« Les gens se forcent trop ! Nous devons retrouver le « mushin », l’esprit sans intention en opposition au « wushin », l’esprit avec intention, et pratiquer la pleine conscience sans conscience ! Dans les arts martiaux, si quelqu’un a une attention, son ennemi le verra, mais s’il n’a aucune intention, alors il gagnera, mais comment vider son esprit sans vouloir le vider ? « Je crois que c’est un grand défi autant qu’une question philosophique profonde », partage Isshô Fujita.
Nous sommes à Hayama, dans la montagne de Kamakura dans le dojo du moine Zen Soto Isshô Fujita. Chercheur, enseignant et directeur international de la Sotoshu (1) au San Francisco Zen Center, Isshô (comme il aime se faire appeler) est un iconoclaste. Fervent pratiquant de la « slack line » (2) en compagnie de ses amis surfeurs, il s’est intéressé ces dernières années au dialogue avec des scientifiques, des artisans, des poètes afin de repousser les limites du bouddhisme en dehors de sa zone de confort. Ses recherches le poussent à se concentrer sur les intentions premières du Bouddha : « Nous devons nous interroger profondément sur pourquoi le Bouddha s’est détourné des pratiques ascétiques pour simplement s’asseoir et comprendre clairement Dôgen, quand il nous dit que shikantaza (ne faire que s’asseoir) est la porte de la joie et de la liberté ».
« Tu dois t’asseoir »
À 65 ans le « kôan de zazen » comme il le nomme, continue toujours de l’habiter. Étudiant à la prestigieuse université de Tokyo, où il prépare un doctorat en psychologie, après s’être brillamment essayé aux sciences et à la philosophie, il devient le disciple d’un maître de médecine chinoise dont les enseignements rassemblent tout ce qui l’anime : la science, la philosophie et la pratique spirituelle. Le sensei le prévient : « Mon enseignement est basé sur zazen, aussi tu dois t’asseoir ». Docile, il s’assoit. Cette expérience l’ébranle au point de remettre en cause une prestigieuse carrière d’enseignant, déjà bien engagée, à la Toddai (université de Tokyo). Il passe alors six années à Antaiji, dans la lignée de Kôdô Sawaki Roshi avec Uchiyama pour maître racine. Celui-ci lui demande ensuite de transmettre zazen aux États-Unis. Il devient ainsi le directeur de la branche Antaiji dans le Vermont durant dix-neuf ans. Ce temps passé en Occident lui permet d’explorer un autre regard sur le bouddhisme et quand il revient, invité par la Sotoshu, pour parler de son expérience devant les 300 moines en formation de Soji-ji en 2005, c’est avec une photo « Magic eye » (3) qu’il démarre sa conférence sur zazen. Aujourd’hui, Isshô partage son temps entre le centre zen de San Francisco et son dojo de Hayama (Kamakura). « Les séminaires que je propose ne sont pas pour que les gens comprennent le bouddhisme, mais pour qu’ils se comprennent eux-mêmes par le bouddhisme. Il semble qu’avec le temps, le bouddhisme soit devenu une connaissance académique. Je l’aborde d’un point de vue somatique, principalement par la posture de zazen. »
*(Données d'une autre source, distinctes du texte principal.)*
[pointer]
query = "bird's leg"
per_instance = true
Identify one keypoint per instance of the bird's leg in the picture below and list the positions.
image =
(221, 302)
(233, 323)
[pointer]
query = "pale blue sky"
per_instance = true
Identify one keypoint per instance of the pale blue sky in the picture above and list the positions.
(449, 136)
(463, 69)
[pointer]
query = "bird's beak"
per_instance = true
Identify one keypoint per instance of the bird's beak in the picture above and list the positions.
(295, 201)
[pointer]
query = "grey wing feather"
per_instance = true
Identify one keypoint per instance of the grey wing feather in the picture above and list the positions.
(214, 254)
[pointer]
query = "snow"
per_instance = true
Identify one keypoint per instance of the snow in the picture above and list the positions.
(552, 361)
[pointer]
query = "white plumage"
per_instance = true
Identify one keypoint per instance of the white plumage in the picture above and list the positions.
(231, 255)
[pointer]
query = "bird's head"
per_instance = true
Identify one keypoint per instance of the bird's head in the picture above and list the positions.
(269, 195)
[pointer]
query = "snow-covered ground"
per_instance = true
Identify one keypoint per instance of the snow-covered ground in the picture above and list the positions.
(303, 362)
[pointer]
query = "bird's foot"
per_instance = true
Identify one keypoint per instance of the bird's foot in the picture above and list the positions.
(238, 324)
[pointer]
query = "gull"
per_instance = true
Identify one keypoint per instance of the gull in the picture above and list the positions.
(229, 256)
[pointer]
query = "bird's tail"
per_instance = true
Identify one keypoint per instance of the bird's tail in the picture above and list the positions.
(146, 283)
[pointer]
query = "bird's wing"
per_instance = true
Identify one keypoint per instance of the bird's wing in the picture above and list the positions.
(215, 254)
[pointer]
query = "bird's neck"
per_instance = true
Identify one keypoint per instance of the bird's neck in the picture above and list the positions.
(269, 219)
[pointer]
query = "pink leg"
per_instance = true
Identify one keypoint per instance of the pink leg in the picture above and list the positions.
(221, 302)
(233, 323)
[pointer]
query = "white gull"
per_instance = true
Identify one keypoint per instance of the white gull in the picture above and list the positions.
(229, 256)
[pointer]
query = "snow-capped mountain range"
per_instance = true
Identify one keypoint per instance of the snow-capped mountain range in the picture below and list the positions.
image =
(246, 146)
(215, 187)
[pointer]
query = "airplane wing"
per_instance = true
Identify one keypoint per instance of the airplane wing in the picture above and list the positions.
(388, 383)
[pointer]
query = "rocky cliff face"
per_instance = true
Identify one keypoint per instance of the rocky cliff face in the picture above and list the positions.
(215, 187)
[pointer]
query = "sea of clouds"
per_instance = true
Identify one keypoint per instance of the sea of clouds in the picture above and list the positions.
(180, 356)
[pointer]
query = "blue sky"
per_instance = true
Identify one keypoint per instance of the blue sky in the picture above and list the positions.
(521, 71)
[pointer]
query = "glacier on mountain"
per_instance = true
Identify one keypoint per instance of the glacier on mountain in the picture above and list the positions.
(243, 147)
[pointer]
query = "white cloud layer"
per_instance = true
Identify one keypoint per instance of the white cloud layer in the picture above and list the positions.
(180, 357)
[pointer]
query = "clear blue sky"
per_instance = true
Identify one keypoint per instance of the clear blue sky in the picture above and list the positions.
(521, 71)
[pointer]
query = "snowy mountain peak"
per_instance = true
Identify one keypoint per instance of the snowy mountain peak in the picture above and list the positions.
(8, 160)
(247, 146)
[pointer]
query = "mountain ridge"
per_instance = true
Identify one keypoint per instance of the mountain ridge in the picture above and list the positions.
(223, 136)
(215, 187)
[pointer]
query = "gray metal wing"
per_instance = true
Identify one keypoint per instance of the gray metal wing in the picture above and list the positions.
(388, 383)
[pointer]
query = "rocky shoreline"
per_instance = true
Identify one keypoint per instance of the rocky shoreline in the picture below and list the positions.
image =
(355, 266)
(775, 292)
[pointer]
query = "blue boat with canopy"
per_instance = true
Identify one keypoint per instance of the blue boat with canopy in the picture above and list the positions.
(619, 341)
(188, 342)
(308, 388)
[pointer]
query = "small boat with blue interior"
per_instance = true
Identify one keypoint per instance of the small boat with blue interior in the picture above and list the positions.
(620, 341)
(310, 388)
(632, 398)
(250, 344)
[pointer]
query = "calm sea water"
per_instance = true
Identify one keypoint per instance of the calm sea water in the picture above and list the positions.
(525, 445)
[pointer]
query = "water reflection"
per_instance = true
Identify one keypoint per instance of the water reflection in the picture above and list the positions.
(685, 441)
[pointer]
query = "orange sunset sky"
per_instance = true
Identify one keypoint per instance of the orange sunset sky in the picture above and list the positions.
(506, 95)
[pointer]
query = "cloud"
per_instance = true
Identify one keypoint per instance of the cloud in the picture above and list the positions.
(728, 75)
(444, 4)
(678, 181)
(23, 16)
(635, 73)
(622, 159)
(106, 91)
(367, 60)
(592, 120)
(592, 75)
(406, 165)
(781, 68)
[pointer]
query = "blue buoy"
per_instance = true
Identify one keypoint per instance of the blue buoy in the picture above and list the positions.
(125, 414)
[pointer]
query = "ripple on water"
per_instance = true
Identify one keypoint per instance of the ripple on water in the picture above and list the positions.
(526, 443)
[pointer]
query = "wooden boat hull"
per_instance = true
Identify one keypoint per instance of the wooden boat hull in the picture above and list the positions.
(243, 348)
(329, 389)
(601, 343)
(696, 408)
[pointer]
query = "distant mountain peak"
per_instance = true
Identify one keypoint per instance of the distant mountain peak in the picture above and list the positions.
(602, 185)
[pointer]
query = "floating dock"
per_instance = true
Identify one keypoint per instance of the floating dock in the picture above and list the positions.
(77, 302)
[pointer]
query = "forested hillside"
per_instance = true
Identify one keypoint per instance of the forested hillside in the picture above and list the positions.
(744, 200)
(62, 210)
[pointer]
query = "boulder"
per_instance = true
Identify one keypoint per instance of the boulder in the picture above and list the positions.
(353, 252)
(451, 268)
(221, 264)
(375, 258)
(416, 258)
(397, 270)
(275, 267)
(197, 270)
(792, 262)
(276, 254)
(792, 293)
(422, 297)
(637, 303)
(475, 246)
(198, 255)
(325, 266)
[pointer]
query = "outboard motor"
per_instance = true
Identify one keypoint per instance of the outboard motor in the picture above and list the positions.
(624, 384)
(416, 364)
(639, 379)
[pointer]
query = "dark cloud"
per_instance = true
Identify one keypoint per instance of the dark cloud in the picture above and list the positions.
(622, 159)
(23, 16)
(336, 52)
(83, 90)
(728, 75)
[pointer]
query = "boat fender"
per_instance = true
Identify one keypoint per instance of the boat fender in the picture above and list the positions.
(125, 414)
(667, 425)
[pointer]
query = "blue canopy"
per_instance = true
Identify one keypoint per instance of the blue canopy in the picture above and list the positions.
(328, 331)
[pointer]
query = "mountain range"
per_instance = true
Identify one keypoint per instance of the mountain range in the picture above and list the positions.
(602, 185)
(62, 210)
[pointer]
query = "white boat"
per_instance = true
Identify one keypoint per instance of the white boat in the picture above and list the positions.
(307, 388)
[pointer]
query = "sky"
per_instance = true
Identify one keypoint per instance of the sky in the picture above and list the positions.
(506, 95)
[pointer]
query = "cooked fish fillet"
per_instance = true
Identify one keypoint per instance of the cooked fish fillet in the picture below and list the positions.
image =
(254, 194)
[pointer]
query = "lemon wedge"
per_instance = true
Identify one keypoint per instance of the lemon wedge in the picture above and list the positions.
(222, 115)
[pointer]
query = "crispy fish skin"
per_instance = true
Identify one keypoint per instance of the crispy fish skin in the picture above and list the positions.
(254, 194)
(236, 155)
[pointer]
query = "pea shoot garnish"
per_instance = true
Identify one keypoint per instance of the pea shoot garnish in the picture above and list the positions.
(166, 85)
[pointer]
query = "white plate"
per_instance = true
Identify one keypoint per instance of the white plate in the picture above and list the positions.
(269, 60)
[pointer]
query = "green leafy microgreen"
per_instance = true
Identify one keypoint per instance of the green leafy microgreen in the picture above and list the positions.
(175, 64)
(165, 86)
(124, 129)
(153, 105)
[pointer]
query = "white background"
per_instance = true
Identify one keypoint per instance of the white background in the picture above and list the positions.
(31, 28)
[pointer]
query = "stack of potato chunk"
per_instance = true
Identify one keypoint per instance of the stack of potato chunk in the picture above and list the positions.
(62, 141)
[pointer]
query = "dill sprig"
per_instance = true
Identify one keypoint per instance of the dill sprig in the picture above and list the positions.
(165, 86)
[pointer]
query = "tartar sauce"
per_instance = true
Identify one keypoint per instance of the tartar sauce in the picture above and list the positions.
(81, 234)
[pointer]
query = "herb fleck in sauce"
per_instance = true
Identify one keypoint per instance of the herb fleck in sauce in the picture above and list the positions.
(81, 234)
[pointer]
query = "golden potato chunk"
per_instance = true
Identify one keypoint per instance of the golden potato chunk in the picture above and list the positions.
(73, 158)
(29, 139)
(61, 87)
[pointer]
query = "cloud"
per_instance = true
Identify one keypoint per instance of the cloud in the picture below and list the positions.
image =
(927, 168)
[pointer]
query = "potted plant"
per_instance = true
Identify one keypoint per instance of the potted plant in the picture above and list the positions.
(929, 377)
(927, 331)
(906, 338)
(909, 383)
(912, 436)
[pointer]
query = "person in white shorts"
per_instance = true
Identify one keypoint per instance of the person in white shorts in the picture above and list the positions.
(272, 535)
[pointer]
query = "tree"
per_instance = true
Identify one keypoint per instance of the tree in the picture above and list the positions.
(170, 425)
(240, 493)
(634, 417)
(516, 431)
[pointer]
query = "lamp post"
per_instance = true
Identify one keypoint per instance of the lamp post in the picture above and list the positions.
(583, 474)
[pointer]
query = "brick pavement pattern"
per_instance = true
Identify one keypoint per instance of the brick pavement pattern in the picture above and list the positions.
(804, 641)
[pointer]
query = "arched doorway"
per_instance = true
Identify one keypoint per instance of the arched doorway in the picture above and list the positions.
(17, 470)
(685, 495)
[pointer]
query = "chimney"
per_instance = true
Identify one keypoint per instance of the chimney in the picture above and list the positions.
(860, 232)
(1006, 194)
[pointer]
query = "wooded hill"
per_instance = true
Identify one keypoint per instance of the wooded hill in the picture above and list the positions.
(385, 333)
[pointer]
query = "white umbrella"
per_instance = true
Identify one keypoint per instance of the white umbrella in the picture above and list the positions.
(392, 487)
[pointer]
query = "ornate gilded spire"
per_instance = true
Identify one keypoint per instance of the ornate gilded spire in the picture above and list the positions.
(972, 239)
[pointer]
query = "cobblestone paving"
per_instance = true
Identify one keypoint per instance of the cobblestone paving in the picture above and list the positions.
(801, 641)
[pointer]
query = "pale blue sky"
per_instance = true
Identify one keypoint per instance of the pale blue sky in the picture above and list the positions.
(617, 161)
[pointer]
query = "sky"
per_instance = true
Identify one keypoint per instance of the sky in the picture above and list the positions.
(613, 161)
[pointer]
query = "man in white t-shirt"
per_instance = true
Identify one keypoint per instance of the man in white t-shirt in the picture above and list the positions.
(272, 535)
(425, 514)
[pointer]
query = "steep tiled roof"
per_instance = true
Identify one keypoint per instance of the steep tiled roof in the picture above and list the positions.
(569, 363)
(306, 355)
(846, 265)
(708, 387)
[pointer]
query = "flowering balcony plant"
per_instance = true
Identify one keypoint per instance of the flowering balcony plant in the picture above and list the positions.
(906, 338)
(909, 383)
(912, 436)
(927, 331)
« Les séminaires que je propose ne sont pas pour que les gens comprennent le bouddhisme, mais pour qu’ils se comprennent eux-mêmes par le bouddhisme. »
Suivant toujours, cette même inspiration, c’est avec Ryodo Yamashita, un ancien moine d’Antaiji devenu moine Theravada, qu’ils décident en 2013 de secouer l’académisme bouddhiste japonais en lançant le concept provocateur de bouddhisme 3.0. (4) Selon Isshô Fujita : « Le bouddhisme 1.0 est celui des monastères japonais ». Celui du 2.0 est plutôt celui du Theravada et de son expression séculière, la pleine conscience, qui selon Fujita « à des effets thérapeutiques évidents, mais reste un outil pour que les gens aillent mieux. Il diffère du bouddhisme originel, qui montre aux personnes le chemin pour se libérer de soi. » Isshô, lui, enseigne une « pleine conscience sans conscience » et explore la transversalité entre la guérison individuelle et collective.